Figure 5—figure supplement 2. The rps26∆∆ mutations do not derepress GCN4 mRNA translation or confer 40S recycling defects.

(A) Results from ribosome profiling showing the normalized 80S ribosome reads from all mRNAs aligned with respect to their stop codons, for WT strain H2994 (light and dark blue) and the rps26∆∆ mutant JVY09 (yellow and orange), showing two replicates (a and b) for each strain. (B) Expanded view of normalized 80S reads from all mRNAs shown in (A) for the first 50 nt of the 3’UTRs. (C) Genome browser view of ribosome profiling data for GCN4 mRNA, showing RPF reads (Ribo) and mRNA reads (RNA) mapping across the transcription unit in WT, and in the rps26∆∆ mutant, showing two replicates (a and b) for each strain. The main CDS is shown schematically (orange). The calculated ∆TE_rps26∆∆ value is shown.

Figure 5—figure supplement 3. 40S subunit depletion in the rps26∆∆ mutant increases the relative TEs of mRNAs with attributes similar to mRNAs showing TE increases conferred by the tma∆∆ mutations.
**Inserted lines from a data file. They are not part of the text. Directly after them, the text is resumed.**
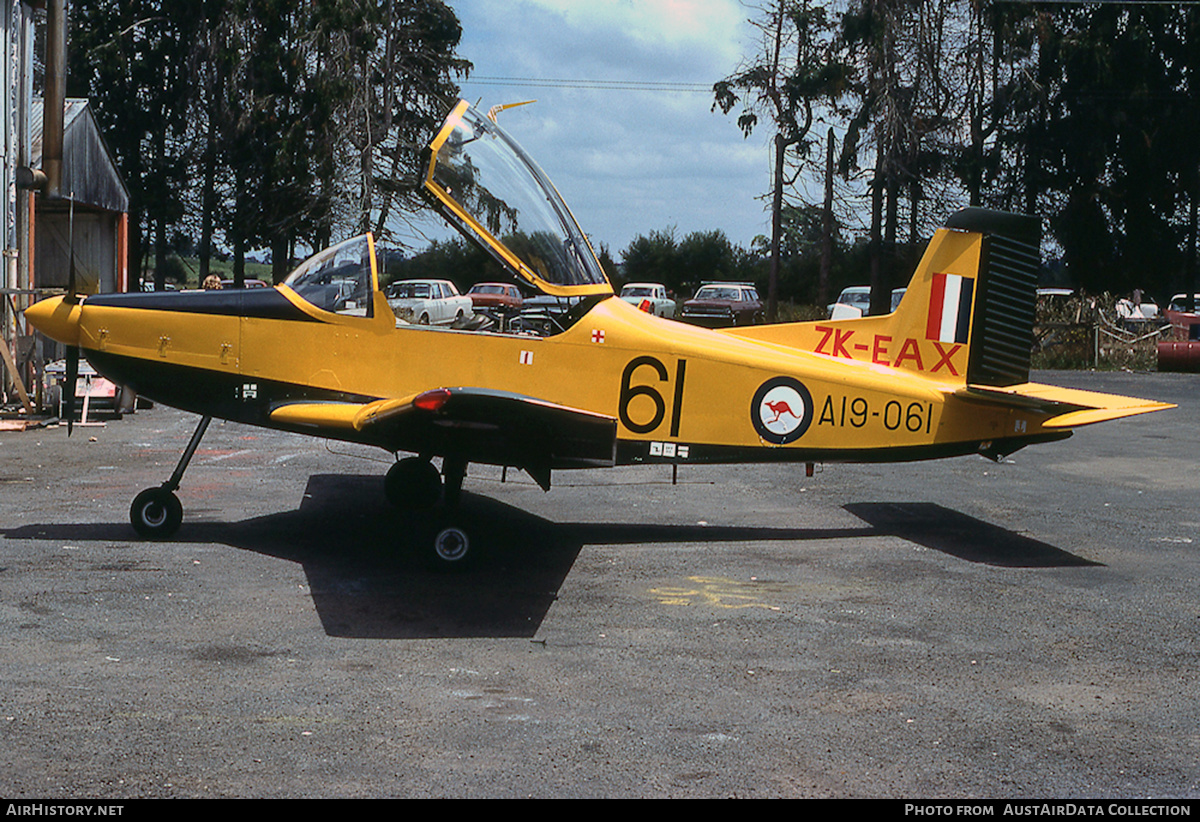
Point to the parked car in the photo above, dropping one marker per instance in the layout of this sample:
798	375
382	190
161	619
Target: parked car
856	301
429	303
718	305
495	295
543	315
853	301
652	294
(A) Frequency distribution plots of CDS length for all mRNAs (black) and mRNAs exhibiting a significant increase (∆TE_rps26∆∆_up, solid dark blue) or decrease (∆TE_rps26∆∆_down, dotted light blue) in relative TE (at FDR < 0.05) in the rps26∆∆ mutant versus WT cells. (B, D and E) Cumulative distribution function (CDF) plots of 5’UTR length (B), mRNA abundance in molecules per picogram of dry cellular weight (pgDW) (D), and mRNA half-life (E), for the groups of mRNA examined in (A). p values in panels A-B and D-E were calculated using the Kolmogorov-Smirnov test. (C) Notched box plots of context scores calculated for positions −3 to −1 and +4 of the main CDS AUGs for all mRNAs (white) and for the groups of mRNA, ∆TE_rps26∆∆_up (dark blue) and ∆TE_rps26∆∆_down (light blue), examined in (A). p values were calculated using the Mann-Whitney U test.
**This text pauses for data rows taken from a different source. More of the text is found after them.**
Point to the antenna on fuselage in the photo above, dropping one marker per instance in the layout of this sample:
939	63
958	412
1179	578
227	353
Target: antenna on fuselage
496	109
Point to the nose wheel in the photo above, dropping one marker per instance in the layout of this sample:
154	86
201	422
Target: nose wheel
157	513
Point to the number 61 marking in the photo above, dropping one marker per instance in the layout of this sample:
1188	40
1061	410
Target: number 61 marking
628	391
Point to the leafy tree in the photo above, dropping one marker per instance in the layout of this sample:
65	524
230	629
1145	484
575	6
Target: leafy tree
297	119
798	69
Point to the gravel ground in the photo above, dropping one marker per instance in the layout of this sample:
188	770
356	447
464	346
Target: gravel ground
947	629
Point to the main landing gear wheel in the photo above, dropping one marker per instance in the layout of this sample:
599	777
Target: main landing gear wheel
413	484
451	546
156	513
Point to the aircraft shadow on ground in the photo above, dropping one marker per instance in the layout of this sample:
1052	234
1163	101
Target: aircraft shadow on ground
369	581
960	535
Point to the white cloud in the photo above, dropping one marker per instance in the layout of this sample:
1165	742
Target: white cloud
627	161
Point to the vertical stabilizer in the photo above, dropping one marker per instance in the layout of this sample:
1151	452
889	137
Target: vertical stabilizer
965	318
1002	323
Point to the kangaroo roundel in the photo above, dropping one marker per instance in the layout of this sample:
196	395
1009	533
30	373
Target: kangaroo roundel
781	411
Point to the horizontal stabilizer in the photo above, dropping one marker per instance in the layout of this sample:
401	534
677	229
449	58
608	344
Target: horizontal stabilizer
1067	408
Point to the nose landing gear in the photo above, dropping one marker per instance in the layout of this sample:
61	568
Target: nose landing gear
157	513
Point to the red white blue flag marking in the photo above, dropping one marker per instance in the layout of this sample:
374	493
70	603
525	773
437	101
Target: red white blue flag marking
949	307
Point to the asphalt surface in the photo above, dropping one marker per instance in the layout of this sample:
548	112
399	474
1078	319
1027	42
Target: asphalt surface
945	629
Figure 5—figure supplement 4. Effects of the rps26∆∆ mutations on the relative TEs of the "+Rps26" and "ΔRps26" groups of mRNAs.

Notched box plots showing the changes in relative TE observed in the rps26∆∆ mutant versus WT cells for all mRNAs and for the two groups of mRNAs found to bind preferentially to 40S subunits containing Rps26 ("+Rps26") or lacking Rps26 ("ΔRps26") by Ferretti et al., 2017. A few outliers were omitted from the plots to expand the y-axis scale. p values indicated in the panel were calculated using the Mann-Whitney U test.

Figure 5—figure supplement 5. Effects of rps29b∆ and rps0b∆ mutations on relative TEs of different groups of mRNAs calculated from the ribosome footprint profiling and RNA-seq data of Cheng et al., 2019.

(A–B) Notched box plots of relative TEs determined for single replicates of rps29b∆, rps0b∆, and two different WT strains for (A) five pentiles of 907–908 genes sorted according to increasing CDS length, and (B) all mRNAs versus 133 RPG mRNAs interrogated in the rps0b∆ strain and two different WT strains, or the 132 RPG mRNAs interrogated in the rps29b∆ strain.